О холере в Европе мало кто знал. За несколько лет до того имела место большая эпидемия на востоке, но до западной части континента она так и не добралась, поэтому ничего кроме смутных слухов и перепечаток статей их Русских газет типичный лондонец встретить практически не имел возможности. Даже теоретически. Чуть больше знали местные врачи, однако до сих пор холера считалась болезнью южной, на север практически никогда не попадающей, поэтому английским эскулапам она тоже была не слишком интересна.
— Болезнь, — кивнул ирландец. — Очень опасная. Можно заболеть если выпить зараженной воды.
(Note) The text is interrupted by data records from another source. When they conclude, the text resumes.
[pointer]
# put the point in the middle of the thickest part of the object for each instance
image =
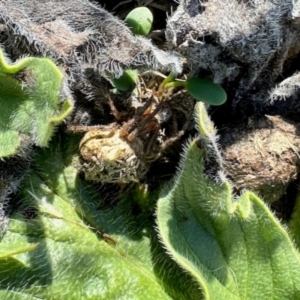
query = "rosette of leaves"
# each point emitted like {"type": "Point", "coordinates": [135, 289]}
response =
{"type": "Point", "coordinates": [33, 100]}
{"type": "Point", "coordinates": [234, 248]}
{"type": "Point", "coordinates": [65, 242]}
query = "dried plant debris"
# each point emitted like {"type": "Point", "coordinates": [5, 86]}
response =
{"type": "Point", "coordinates": [243, 45]}
{"type": "Point", "coordinates": [79, 35]}
{"type": "Point", "coordinates": [122, 152]}
{"type": "Point", "coordinates": [262, 155]}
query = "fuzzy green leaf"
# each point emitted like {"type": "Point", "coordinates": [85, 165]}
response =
{"type": "Point", "coordinates": [126, 81]}
{"type": "Point", "coordinates": [32, 102]}
{"type": "Point", "coordinates": [139, 20]}
{"type": "Point", "coordinates": [205, 90]}
{"type": "Point", "coordinates": [54, 250]}
{"type": "Point", "coordinates": [234, 248]}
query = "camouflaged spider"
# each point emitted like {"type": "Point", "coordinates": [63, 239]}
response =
{"type": "Point", "coordinates": [123, 153]}
{"type": "Point", "coordinates": [120, 154]}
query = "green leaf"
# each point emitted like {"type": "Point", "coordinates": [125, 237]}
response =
{"type": "Point", "coordinates": [294, 222]}
{"type": "Point", "coordinates": [31, 102]}
{"type": "Point", "coordinates": [234, 248]}
{"type": "Point", "coordinates": [126, 81]}
{"type": "Point", "coordinates": [206, 91]}
{"type": "Point", "coordinates": [139, 20]}
{"type": "Point", "coordinates": [55, 247]}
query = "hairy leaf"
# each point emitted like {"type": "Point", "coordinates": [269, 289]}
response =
{"type": "Point", "coordinates": [65, 242]}
{"type": "Point", "coordinates": [234, 248]}
{"type": "Point", "coordinates": [31, 102]}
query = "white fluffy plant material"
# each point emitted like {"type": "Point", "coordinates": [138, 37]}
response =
{"type": "Point", "coordinates": [81, 35]}
{"type": "Point", "coordinates": [244, 45]}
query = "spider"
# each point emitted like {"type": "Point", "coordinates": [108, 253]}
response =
{"type": "Point", "coordinates": [123, 153]}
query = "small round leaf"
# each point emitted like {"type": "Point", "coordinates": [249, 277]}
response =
{"type": "Point", "coordinates": [206, 91]}
{"type": "Point", "coordinates": [140, 20]}
{"type": "Point", "coordinates": [127, 81]}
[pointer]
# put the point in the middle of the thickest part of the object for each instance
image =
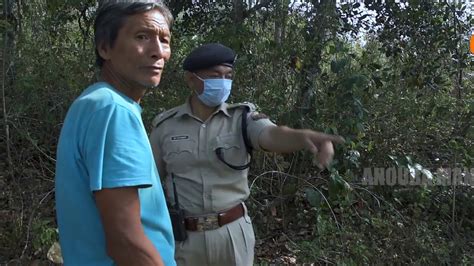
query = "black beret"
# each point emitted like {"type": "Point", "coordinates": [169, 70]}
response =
{"type": "Point", "coordinates": [209, 55]}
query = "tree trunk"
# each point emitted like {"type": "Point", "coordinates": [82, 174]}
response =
{"type": "Point", "coordinates": [238, 11]}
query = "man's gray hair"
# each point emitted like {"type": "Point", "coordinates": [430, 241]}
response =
{"type": "Point", "coordinates": [112, 14]}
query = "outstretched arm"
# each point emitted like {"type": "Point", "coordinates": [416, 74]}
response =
{"type": "Point", "coordinates": [283, 139]}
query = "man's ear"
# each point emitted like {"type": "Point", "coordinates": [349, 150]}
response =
{"type": "Point", "coordinates": [104, 51]}
{"type": "Point", "coordinates": [192, 82]}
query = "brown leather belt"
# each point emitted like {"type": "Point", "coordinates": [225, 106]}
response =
{"type": "Point", "coordinates": [212, 222]}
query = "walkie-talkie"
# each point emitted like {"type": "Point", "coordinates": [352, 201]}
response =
{"type": "Point", "coordinates": [177, 217]}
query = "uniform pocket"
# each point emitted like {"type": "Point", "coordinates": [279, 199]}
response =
{"type": "Point", "coordinates": [178, 154]}
{"type": "Point", "coordinates": [231, 149]}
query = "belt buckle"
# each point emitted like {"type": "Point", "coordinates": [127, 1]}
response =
{"type": "Point", "coordinates": [207, 223]}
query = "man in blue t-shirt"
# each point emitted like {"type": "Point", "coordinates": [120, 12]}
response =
{"type": "Point", "coordinates": [110, 205]}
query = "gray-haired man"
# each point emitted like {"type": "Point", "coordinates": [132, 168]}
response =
{"type": "Point", "coordinates": [110, 205]}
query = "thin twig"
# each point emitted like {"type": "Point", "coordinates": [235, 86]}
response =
{"type": "Point", "coordinates": [307, 182]}
{"type": "Point", "coordinates": [30, 221]}
{"type": "Point", "coordinates": [4, 102]}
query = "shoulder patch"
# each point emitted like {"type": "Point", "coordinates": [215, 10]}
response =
{"type": "Point", "coordinates": [163, 116]}
{"type": "Point", "coordinates": [257, 116]}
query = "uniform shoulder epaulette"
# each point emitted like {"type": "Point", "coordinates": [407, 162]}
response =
{"type": "Point", "coordinates": [164, 116]}
{"type": "Point", "coordinates": [251, 107]}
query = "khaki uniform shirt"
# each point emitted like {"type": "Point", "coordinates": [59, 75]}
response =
{"type": "Point", "coordinates": [185, 146]}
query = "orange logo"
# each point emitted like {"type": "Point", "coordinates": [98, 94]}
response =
{"type": "Point", "coordinates": [471, 44]}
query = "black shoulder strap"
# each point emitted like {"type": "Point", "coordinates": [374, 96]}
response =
{"type": "Point", "coordinates": [248, 145]}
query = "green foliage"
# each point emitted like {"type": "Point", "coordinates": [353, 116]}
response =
{"type": "Point", "coordinates": [396, 84]}
{"type": "Point", "coordinates": [45, 234]}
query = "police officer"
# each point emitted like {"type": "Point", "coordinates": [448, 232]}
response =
{"type": "Point", "coordinates": [202, 147]}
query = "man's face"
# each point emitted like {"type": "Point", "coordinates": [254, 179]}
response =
{"type": "Point", "coordinates": [140, 50]}
{"type": "Point", "coordinates": [216, 72]}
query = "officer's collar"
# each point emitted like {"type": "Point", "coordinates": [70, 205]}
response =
{"type": "Point", "coordinates": [185, 109]}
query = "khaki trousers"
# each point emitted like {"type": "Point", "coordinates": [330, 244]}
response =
{"type": "Point", "coordinates": [231, 244]}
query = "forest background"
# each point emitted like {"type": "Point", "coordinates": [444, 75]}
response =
{"type": "Point", "coordinates": [394, 78]}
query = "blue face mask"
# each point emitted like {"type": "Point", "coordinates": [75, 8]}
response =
{"type": "Point", "coordinates": [216, 91]}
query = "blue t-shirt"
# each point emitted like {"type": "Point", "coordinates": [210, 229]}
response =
{"type": "Point", "coordinates": [103, 144]}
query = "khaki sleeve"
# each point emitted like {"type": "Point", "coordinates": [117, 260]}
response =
{"type": "Point", "coordinates": [256, 123]}
{"type": "Point", "coordinates": [156, 147]}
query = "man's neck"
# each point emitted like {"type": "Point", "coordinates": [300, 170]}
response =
{"type": "Point", "coordinates": [199, 109]}
{"type": "Point", "coordinates": [133, 91]}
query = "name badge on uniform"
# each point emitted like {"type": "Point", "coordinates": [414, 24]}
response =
{"type": "Point", "coordinates": [176, 138]}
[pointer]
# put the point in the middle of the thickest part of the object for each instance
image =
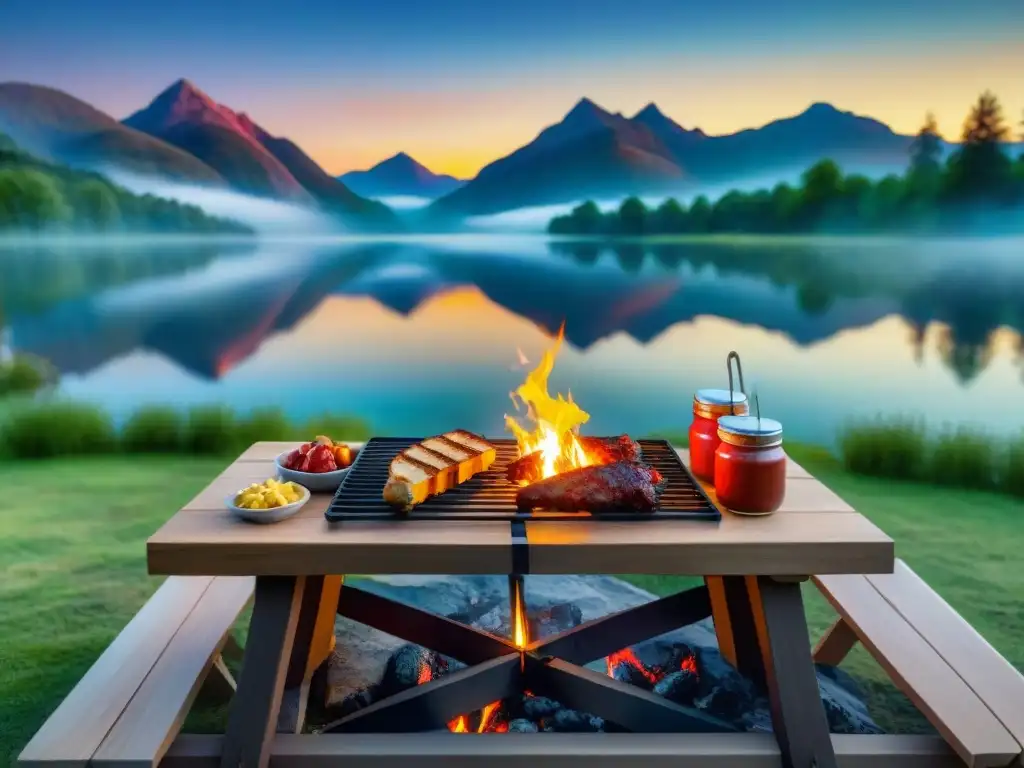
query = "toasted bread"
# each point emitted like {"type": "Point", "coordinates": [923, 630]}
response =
{"type": "Point", "coordinates": [433, 466]}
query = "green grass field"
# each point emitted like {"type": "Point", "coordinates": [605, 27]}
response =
{"type": "Point", "coordinates": [73, 556]}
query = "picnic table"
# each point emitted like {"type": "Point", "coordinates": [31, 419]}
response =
{"type": "Point", "coordinates": [753, 568]}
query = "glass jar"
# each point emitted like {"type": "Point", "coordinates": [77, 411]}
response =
{"type": "Point", "coordinates": [709, 404]}
{"type": "Point", "coordinates": [750, 465]}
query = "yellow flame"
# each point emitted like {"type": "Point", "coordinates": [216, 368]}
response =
{"type": "Point", "coordinates": [556, 420]}
{"type": "Point", "coordinates": [520, 631]}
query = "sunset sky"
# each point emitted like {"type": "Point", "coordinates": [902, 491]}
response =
{"type": "Point", "coordinates": [458, 83]}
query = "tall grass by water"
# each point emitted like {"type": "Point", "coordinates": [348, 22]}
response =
{"type": "Point", "coordinates": [43, 429]}
{"type": "Point", "coordinates": [904, 449]}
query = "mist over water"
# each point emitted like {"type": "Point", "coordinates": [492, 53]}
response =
{"type": "Point", "coordinates": [264, 216]}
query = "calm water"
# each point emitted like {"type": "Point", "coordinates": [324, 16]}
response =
{"type": "Point", "coordinates": [422, 336]}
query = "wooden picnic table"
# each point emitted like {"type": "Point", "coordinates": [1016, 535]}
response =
{"type": "Point", "coordinates": [752, 567]}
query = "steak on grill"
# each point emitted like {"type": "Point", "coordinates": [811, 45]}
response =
{"type": "Point", "coordinates": [605, 487]}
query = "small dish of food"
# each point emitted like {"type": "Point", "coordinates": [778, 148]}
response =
{"type": "Point", "coordinates": [320, 465]}
{"type": "Point", "coordinates": [271, 501]}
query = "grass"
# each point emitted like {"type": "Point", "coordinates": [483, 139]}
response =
{"type": "Point", "coordinates": [956, 457]}
{"type": "Point", "coordinates": [48, 428]}
{"type": "Point", "coordinates": [72, 536]}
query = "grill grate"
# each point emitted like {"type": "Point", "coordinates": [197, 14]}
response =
{"type": "Point", "coordinates": [488, 496]}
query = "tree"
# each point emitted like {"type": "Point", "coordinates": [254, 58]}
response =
{"type": "Point", "coordinates": [980, 170]}
{"type": "Point", "coordinates": [31, 200]}
{"type": "Point", "coordinates": [669, 218]}
{"type": "Point", "coordinates": [926, 169]}
{"type": "Point", "coordinates": [822, 185]}
{"type": "Point", "coordinates": [586, 218]}
{"type": "Point", "coordinates": [632, 216]}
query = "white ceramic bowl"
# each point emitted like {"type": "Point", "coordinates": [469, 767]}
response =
{"type": "Point", "coordinates": [266, 515]}
{"type": "Point", "coordinates": [318, 482]}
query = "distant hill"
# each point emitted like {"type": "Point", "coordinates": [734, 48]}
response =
{"type": "Point", "coordinates": [249, 157]}
{"type": "Point", "coordinates": [185, 117]}
{"type": "Point", "coordinates": [54, 125]}
{"type": "Point", "coordinates": [399, 175]}
{"type": "Point", "coordinates": [592, 153]}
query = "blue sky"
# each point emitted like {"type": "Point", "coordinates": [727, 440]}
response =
{"type": "Point", "coordinates": [459, 82]}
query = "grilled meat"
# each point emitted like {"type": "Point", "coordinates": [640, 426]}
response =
{"type": "Point", "coordinates": [607, 487]}
{"type": "Point", "coordinates": [604, 451]}
{"type": "Point", "coordinates": [434, 465]}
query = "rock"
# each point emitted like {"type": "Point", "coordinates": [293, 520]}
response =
{"type": "Point", "coordinates": [522, 726]}
{"type": "Point", "coordinates": [685, 665]}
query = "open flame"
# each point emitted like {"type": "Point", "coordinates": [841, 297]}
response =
{"type": "Point", "coordinates": [556, 421]}
{"type": "Point", "coordinates": [520, 630]}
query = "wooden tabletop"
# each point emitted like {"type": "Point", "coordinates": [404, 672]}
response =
{"type": "Point", "coordinates": [815, 531]}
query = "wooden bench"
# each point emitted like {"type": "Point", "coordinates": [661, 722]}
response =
{"type": "Point", "coordinates": [130, 705]}
{"type": "Point", "coordinates": [970, 693]}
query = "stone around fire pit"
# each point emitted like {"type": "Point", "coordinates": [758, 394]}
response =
{"type": "Point", "coordinates": [684, 666]}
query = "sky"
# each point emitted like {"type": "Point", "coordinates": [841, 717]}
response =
{"type": "Point", "coordinates": [459, 83]}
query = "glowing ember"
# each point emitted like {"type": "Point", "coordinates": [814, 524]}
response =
{"type": "Point", "coordinates": [556, 420]}
{"type": "Point", "coordinates": [626, 655]}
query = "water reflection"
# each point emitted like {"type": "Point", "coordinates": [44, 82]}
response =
{"type": "Point", "coordinates": [383, 328]}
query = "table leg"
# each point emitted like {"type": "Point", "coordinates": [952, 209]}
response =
{"type": "Point", "coordinates": [735, 626]}
{"type": "Point", "coordinates": [313, 642]}
{"type": "Point", "coordinates": [768, 637]}
{"type": "Point", "coordinates": [253, 719]}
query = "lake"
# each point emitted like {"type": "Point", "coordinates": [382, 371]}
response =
{"type": "Point", "coordinates": [423, 335]}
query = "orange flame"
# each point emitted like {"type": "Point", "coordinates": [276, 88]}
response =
{"type": "Point", "coordinates": [520, 630]}
{"type": "Point", "coordinates": [556, 420]}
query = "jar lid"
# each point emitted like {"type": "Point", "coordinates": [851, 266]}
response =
{"type": "Point", "coordinates": [719, 397]}
{"type": "Point", "coordinates": [750, 430]}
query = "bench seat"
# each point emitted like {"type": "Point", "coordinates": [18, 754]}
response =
{"type": "Point", "coordinates": [130, 705]}
{"type": "Point", "coordinates": [969, 693]}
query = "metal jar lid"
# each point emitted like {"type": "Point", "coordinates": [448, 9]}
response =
{"type": "Point", "coordinates": [718, 401]}
{"type": "Point", "coordinates": [750, 430]}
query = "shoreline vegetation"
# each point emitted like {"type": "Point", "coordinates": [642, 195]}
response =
{"type": "Point", "coordinates": [980, 185]}
{"type": "Point", "coordinates": [41, 197]}
{"type": "Point", "coordinates": [899, 449]}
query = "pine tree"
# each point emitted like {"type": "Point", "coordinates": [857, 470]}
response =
{"type": "Point", "coordinates": [981, 170]}
{"type": "Point", "coordinates": [926, 150]}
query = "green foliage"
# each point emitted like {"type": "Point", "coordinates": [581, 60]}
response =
{"type": "Point", "coordinates": [154, 429]}
{"type": "Point", "coordinates": [46, 429]}
{"type": "Point", "coordinates": [893, 449]}
{"type": "Point", "coordinates": [49, 428]}
{"type": "Point", "coordinates": [962, 457]}
{"type": "Point", "coordinates": [37, 196]}
{"type": "Point", "coordinates": [929, 197]}
{"type": "Point", "coordinates": [24, 375]}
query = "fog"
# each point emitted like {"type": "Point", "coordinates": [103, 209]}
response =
{"type": "Point", "coordinates": [264, 216]}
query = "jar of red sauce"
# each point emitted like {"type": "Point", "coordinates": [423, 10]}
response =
{"type": "Point", "coordinates": [709, 406]}
{"type": "Point", "coordinates": [750, 465]}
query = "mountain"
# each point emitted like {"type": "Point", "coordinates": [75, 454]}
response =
{"type": "Point", "coordinates": [185, 117]}
{"type": "Point", "coordinates": [593, 154]}
{"type": "Point", "coordinates": [399, 175]}
{"type": "Point", "coordinates": [590, 153]}
{"type": "Point", "coordinates": [250, 158]}
{"type": "Point", "coordinates": [56, 126]}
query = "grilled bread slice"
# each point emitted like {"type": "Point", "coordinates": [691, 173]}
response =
{"type": "Point", "coordinates": [433, 466]}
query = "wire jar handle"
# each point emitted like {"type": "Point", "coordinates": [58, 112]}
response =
{"type": "Point", "coordinates": [739, 373]}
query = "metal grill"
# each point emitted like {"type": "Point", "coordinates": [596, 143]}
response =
{"type": "Point", "coordinates": [488, 496]}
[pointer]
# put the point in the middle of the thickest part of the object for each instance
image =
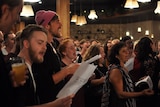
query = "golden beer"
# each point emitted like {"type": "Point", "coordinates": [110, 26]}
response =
{"type": "Point", "coordinates": [19, 72]}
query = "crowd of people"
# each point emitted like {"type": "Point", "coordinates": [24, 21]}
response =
{"type": "Point", "coordinates": [52, 60]}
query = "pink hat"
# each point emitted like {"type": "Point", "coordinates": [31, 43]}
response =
{"type": "Point", "coordinates": [44, 17]}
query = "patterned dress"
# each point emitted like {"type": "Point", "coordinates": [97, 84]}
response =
{"type": "Point", "coordinates": [110, 98]}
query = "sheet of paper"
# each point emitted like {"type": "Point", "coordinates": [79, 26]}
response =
{"type": "Point", "coordinates": [129, 64]}
{"type": "Point", "coordinates": [80, 77]}
{"type": "Point", "coordinates": [147, 80]}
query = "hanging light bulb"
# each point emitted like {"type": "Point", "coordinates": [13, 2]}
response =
{"type": "Point", "coordinates": [144, 1]}
{"type": "Point", "coordinates": [139, 29]}
{"type": "Point", "coordinates": [81, 20]}
{"type": "Point", "coordinates": [147, 32]}
{"type": "Point", "coordinates": [131, 4]}
{"type": "Point", "coordinates": [92, 15]}
{"type": "Point", "coordinates": [27, 11]}
{"type": "Point", "coordinates": [157, 10]}
{"type": "Point", "coordinates": [74, 18]}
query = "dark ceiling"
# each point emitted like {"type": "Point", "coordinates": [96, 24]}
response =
{"type": "Point", "coordinates": [114, 11]}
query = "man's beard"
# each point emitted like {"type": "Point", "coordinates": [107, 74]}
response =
{"type": "Point", "coordinates": [33, 57]}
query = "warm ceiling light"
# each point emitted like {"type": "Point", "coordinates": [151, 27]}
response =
{"type": "Point", "coordinates": [131, 4]}
{"type": "Point", "coordinates": [157, 10]}
{"type": "Point", "coordinates": [74, 18]}
{"type": "Point", "coordinates": [147, 32]}
{"type": "Point", "coordinates": [139, 29]}
{"type": "Point", "coordinates": [31, 1]}
{"type": "Point", "coordinates": [144, 1]}
{"type": "Point", "coordinates": [81, 20]}
{"type": "Point", "coordinates": [27, 11]}
{"type": "Point", "coordinates": [92, 15]}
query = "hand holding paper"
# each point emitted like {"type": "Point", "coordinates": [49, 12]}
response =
{"type": "Point", "coordinates": [80, 77]}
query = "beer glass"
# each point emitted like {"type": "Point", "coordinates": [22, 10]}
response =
{"type": "Point", "coordinates": [19, 69]}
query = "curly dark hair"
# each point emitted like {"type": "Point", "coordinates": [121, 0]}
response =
{"type": "Point", "coordinates": [144, 48]}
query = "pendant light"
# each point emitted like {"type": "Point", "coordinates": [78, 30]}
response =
{"type": "Point", "coordinates": [74, 17]}
{"type": "Point", "coordinates": [27, 11]}
{"type": "Point", "coordinates": [131, 4]}
{"type": "Point", "coordinates": [81, 20]}
{"type": "Point", "coordinates": [157, 10]}
{"type": "Point", "coordinates": [92, 15]}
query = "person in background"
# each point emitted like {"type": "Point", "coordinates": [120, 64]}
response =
{"type": "Point", "coordinates": [145, 64]}
{"type": "Point", "coordinates": [9, 41]}
{"type": "Point", "coordinates": [119, 88]}
{"type": "Point", "coordinates": [48, 75]}
{"type": "Point", "coordinates": [67, 51]}
{"type": "Point", "coordinates": [94, 87]}
{"type": "Point", "coordinates": [129, 43]}
{"type": "Point", "coordinates": [84, 47]}
{"type": "Point", "coordinates": [33, 42]}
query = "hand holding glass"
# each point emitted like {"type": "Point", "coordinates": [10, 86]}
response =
{"type": "Point", "coordinates": [19, 69]}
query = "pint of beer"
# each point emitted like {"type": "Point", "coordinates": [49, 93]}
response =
{"type": "Point", "coordinates": [19, 69]}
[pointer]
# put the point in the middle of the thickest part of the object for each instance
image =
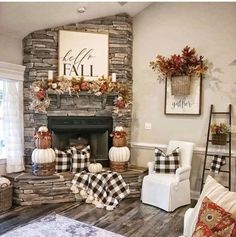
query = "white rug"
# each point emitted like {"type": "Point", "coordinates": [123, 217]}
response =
{"type": "Point", "coordinates": [59, 226]}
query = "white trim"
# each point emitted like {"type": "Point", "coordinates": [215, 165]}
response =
{"type": "Point", "coordinates": [11, 71]}
{"type": "Point", "coordinates": [197, 150]}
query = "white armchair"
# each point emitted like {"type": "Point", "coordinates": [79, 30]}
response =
{"type": "Point", "coordinates": [169, 191]}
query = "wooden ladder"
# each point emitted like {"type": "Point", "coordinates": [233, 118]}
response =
{"type": "Point", "coordinates": [207, 154]}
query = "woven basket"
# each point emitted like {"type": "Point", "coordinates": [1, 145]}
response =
{"type": "Point", "coordinates": [180, 85]}
{"type": "Point", "coordinates": [42, 143]}
{"type": "Point", "coordinates": [119, 166]}
{"type": "Point", "coordinates": [5, 197]}
{"type": "Point", "coordinates": [119, 141]}
{"type": "Point", "coordinates": [219, 139]}
{"type": "Point", "coordinates": [45, 169]}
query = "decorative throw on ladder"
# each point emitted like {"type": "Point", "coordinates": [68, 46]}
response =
{"type": "Point", "coordinates": [217, 162]}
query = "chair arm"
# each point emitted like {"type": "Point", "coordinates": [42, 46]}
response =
{"type": "Point", "coordinates": [188, 223]}
{"type": "Point", "coordinates": [183, 173]}
{"type": "Point", "coordinates": [150, 167]}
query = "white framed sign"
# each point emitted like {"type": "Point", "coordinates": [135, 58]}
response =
{"type": "Point", "coordinates": [83, 54]}
{"type": "Point", "coordinates": [184, 105]}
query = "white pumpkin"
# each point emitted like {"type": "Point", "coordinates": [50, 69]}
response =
{"type": "Point", "coordinates": [119, 154]}
{"type": "Point", "coordinates": [43, 129]}
{"type": "Point", "coordinates": [42, 156]}
{"type": "Point", "coordinates": [95, 167]}
{"type": "Point", "coordinates": [4, 182]}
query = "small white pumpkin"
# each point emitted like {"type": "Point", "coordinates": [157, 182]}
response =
{"type": "Point", "coordinates": [4, 182]}
{"type": "Point", "coordinates": [42, 156]}
{"type": "Point", "coordinates": [119, 154]}
{"type": "Point", "coordinates": [43, 129]}
{"type": "Point", "coordinates": [95, 167]}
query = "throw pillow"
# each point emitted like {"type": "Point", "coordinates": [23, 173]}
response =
{"type": "Point", "coordinates": [218, 194]}
{"type": "Point", "coordinates": [214, 220]}
{"type": "Point", "coordinates": [80, 158]}
{"type": "Point", "coordinates": [166, 163]}
{"type": "Point", "coordinates": [63, 161]}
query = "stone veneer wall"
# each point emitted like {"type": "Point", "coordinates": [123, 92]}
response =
{"type": "Point", "coordinates": [41, 54]}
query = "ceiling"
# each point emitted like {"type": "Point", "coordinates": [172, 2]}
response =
{"type": "Point", "coordinates": [17, 19]}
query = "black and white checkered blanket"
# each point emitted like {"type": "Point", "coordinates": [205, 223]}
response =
{"type": "Point", "coordinates": [109, 187]}
{"type": "Point", "coordinates": [217, 162]}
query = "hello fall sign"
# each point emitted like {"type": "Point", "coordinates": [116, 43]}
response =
{"type": "Point", "coordinates": [83, 54]}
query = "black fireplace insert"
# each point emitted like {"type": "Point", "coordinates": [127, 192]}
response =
{"type": "Point", "coordinates": [95, 129]}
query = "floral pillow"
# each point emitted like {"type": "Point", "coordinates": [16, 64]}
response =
{"type": "Point", "coordinates": [214, 221]}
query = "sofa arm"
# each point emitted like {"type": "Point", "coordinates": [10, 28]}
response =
{"type": "Point", "coordinates": [183, 173]}
{"type": "Point", "coordinates": [150, 167]}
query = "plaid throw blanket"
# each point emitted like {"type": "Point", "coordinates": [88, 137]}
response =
{"type": "Point", "coordinates": [109, 187]}
{"type": "Point", "coordinates": [216, 163]}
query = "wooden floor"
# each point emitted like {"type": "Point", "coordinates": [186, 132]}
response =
{"type": "Point", "coordinates": [130, 218]}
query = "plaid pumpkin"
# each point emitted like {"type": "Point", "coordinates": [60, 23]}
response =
{"type": "Point", "coordinates": [63, 161]}
{"type": "Point", "coordinates": [80, 159]}
{"type": "Point", "coordinates": [166, 163]}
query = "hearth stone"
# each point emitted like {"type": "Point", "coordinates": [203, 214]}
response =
{"type": "Point", "coordinates": [36, 190]}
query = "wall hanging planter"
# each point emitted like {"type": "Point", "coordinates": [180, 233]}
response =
{"type": "Point", "coordinates": [183, 79]}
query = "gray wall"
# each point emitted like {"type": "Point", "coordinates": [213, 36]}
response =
{"type": "Point", "coordinates": [165, 28]}
{"type": "Point", "coordinates": [10, 49]}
— И это… — Начало доходить до бармена.
— Именно оно.
В конце 1830-х годов 19 века проблема с экологией в Лондоне стояла очень и очень остро. Достаточно сказать, что в почти двухмиллионном городе не было банальной канализации и водопровода. Все нечистоты жителями сливались прямо в реку или в многочисленные мелкие речушки-притоки главной водной артерии, откуда они потом попадали в ту же Темзу. Плюс имелось несколько сотен канализационных коллекторов — фактически просто больших выгребных ям — которые нуждались в регулярном очищении и вывозе нечистот из города обычными бочками. О том, какими запахами сопровождалось это действо, лучше вообще умолчать.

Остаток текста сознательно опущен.